“必须给我保住他!他是帝国的功臣,是满洲国的脊梁!”
“哈依!”几个曰本兵一拥而上,架起杨腾就往楼下狂奔。
杨腾早已闭眼装晕——其实失血太多,意识本就在飘。
可神经一直绷着,不敢松懈。
直到听见斋藤那句“脊梁”,他吊着的心,才算真正落地。
他清楚得很:嫌疑,彻底洗白了;人设,也立住了。
警察厅要遮丑,曰本人要立威,他正好一人扛下所有光环——一箭双雕,稳赚不赔。
身子一松,困意便如潮水般涌来。
刚被塞进汽车,他就沉沉睡去。
这一觉,他真的熬到骨头缝里都发疼了。
此时马迭尔宾馆内,斋藤正带着高彬等人一寸寸翻查现场。
最终定调:石井四郎一行在走廊遭遇军统杀手伏击。
那人极可能扮作侍者混入,出手快、准、狠——几十号鬼子连枪套都没解开,就被放倒在地!
结论有了,可杀手……
砰!
斋藤一拳砸在墙上,碎屑簌簌落下,他赤红着眼,死死盯住高彬:“高科长,这次损失,你我都清楚。石井将军的分量,你也知道。那么——你打算怎么收场?”

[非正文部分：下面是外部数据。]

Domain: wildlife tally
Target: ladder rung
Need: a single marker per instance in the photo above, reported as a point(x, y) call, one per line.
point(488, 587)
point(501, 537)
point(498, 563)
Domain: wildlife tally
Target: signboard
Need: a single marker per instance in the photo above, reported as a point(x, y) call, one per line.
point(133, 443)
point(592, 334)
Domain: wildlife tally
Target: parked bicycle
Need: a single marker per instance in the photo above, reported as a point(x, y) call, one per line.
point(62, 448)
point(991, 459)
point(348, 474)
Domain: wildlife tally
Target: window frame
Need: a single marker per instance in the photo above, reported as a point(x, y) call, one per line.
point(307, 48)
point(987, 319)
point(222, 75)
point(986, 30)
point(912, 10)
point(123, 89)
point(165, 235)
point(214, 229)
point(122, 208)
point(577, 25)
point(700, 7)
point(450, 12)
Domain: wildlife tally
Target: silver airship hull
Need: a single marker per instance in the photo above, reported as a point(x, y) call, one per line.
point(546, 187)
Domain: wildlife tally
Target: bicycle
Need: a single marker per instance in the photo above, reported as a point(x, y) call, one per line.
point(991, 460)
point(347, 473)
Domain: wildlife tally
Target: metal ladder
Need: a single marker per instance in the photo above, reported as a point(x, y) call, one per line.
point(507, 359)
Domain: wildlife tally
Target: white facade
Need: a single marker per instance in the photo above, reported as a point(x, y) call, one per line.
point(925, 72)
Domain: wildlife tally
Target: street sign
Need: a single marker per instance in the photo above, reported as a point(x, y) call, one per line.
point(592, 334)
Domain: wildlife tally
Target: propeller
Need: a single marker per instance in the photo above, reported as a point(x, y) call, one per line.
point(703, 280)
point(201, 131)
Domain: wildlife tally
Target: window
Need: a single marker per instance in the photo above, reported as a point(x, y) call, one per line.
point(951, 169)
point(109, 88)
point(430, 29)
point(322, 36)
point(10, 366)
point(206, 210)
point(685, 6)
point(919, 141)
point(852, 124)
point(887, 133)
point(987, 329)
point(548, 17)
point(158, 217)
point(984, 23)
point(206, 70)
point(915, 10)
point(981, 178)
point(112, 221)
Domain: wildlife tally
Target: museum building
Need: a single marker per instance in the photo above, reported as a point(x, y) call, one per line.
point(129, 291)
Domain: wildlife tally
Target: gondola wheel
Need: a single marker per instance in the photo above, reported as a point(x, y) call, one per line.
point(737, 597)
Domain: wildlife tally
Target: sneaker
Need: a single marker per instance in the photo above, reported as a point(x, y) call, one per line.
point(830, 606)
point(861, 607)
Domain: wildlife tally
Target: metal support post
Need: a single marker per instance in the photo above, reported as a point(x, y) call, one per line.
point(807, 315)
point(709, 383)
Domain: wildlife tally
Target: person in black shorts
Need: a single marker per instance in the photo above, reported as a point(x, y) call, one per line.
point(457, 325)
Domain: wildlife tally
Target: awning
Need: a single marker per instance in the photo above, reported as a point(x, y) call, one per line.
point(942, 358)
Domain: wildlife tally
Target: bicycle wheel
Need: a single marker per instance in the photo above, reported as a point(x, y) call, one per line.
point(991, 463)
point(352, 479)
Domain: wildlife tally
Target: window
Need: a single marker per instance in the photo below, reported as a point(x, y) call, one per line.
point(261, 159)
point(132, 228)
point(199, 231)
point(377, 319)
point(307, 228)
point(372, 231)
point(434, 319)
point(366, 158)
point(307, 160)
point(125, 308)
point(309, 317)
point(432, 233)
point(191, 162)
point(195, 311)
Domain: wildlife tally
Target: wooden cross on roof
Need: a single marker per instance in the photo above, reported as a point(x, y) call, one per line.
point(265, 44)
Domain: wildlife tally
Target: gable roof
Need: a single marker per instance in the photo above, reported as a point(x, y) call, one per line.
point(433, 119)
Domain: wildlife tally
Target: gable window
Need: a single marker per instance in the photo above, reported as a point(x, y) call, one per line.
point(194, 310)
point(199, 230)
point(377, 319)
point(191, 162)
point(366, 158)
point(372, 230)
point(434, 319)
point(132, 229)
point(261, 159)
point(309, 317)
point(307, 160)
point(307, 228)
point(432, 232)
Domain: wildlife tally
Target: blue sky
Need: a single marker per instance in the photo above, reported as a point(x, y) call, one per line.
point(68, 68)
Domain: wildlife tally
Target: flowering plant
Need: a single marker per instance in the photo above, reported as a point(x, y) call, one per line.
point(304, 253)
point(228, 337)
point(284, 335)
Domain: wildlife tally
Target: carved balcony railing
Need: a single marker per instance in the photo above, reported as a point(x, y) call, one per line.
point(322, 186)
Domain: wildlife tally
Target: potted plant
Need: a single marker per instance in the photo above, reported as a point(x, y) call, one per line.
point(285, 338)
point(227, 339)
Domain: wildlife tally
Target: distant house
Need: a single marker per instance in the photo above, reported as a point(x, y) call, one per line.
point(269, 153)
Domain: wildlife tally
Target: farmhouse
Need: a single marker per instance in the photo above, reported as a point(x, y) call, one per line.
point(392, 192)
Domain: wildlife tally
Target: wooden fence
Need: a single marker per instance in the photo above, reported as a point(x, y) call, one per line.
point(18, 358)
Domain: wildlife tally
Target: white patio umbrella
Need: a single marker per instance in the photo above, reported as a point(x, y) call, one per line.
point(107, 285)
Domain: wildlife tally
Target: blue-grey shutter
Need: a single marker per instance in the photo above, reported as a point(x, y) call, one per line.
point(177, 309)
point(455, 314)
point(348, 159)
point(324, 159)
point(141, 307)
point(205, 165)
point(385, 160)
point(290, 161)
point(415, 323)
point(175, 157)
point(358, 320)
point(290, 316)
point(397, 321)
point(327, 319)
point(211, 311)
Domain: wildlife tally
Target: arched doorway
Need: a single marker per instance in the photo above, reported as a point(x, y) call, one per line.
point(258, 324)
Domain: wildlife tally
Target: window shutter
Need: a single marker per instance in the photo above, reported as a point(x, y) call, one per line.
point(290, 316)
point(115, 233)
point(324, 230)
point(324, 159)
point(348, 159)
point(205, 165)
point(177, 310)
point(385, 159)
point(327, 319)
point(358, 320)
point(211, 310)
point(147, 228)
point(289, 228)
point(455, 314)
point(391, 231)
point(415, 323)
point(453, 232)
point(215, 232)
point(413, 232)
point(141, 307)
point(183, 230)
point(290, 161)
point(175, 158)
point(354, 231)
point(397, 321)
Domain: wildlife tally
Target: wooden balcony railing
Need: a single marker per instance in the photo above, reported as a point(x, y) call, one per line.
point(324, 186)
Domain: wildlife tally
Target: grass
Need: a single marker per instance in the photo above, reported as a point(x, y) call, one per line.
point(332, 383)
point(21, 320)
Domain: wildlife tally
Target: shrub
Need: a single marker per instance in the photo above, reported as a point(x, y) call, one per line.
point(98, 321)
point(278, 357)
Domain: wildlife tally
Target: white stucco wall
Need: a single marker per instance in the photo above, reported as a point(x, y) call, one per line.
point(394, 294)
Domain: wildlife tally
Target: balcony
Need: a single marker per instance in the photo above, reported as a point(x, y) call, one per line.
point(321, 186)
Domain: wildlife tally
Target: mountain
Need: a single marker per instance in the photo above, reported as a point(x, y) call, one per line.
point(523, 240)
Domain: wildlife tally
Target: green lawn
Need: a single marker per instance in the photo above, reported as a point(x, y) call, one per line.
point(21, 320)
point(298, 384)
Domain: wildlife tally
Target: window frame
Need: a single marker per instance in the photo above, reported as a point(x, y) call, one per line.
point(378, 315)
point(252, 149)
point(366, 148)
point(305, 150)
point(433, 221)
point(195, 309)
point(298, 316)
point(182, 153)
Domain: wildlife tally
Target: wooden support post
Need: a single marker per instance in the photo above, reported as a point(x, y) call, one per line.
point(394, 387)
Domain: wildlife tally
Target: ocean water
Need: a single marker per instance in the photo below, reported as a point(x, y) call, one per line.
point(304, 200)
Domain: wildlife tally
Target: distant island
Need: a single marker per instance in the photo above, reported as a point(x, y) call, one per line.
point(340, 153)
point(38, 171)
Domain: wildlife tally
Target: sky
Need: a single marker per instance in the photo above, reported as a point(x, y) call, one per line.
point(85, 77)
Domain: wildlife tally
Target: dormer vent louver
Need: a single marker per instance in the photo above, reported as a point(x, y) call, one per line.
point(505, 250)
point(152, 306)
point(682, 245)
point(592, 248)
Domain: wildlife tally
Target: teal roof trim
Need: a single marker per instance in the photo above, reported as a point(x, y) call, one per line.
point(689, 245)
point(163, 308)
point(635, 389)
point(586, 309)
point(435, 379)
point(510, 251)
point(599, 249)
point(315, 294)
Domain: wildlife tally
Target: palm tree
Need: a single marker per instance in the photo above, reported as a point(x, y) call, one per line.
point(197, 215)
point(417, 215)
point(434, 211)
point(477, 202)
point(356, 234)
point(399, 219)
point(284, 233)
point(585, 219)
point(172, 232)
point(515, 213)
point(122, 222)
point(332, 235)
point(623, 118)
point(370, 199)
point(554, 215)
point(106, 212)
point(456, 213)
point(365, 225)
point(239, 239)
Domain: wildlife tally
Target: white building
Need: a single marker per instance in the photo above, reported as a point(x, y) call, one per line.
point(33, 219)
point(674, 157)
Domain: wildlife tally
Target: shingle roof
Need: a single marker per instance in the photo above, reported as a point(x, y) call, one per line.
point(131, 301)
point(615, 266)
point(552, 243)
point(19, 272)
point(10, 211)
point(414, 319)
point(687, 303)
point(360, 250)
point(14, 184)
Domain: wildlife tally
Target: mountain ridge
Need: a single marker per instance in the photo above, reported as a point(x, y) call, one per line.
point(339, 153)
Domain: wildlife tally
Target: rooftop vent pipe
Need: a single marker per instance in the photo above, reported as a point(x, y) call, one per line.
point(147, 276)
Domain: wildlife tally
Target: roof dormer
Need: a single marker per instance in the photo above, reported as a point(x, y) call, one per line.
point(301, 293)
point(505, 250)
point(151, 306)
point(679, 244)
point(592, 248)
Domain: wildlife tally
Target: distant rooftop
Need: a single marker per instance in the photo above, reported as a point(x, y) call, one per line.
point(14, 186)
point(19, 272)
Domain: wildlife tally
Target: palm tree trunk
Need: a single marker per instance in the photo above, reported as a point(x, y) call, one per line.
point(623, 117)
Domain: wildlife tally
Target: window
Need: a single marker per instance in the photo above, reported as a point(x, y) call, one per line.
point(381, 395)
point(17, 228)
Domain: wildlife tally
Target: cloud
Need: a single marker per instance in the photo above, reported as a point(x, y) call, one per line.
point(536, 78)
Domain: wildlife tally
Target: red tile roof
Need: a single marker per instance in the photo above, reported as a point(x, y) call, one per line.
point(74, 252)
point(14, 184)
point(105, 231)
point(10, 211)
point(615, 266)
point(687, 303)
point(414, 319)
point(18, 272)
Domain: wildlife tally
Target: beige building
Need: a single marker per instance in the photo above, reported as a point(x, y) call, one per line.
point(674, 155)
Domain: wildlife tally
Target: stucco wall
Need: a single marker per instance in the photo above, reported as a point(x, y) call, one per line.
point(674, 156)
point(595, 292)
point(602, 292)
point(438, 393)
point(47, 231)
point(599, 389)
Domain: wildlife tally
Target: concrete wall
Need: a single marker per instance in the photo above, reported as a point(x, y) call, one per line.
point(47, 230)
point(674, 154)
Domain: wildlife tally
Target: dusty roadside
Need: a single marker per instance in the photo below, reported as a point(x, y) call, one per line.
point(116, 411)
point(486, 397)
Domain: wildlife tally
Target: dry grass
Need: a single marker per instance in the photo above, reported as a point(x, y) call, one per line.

高彬面如苦瓜:“斋藤长官……您的意思是,这事,先按下不表?”
……
高彬朝斋藤使了个眼色,斋藤当即心领神会。
他霍然转身,声音如刀劈斧削:“立刻封锁现场!石井将军的遗体,即刻送宪兵司灵务科!”
“哈依!”一众下属齐声应诺,旋即四散奔忙,动作利落得像绷紧的弓弦。
见众人各司其职,斋藤朝高彬略一颔首,两人一前一后,悄然闪进里间。
窗边风声呜咽,高彬压低嗓音:“斋藤长官,您的意思……是把这摊子事捂住?”
斋藤三木面无波澜,只冷冷一点头:“高彬君,你向来通透——其中的分量,不必我多言。”
“明白!全明白!”高彬连声应道,额头沁出细汗。
他心里却亮堂得很!
短短数日,地下党刚露头,军统又搅局,如今抗联竟也插手进来。
日伪这边早已焦头烂额——岗哨被端、密档被劫、线人反水……
而今,连石井四郎都横尸当场!东京那边怕是已拍案震怒!
要知道,石井可是关东军捧在掌心的“活国宝”,更是大本营眼下最倚重的生物战尖兵。
若上头追查到底,又抓不住真凶,他斋藤三木固然难逃干系,自己这个“协理者”,怕是连剖腹谢罪的机会都没有!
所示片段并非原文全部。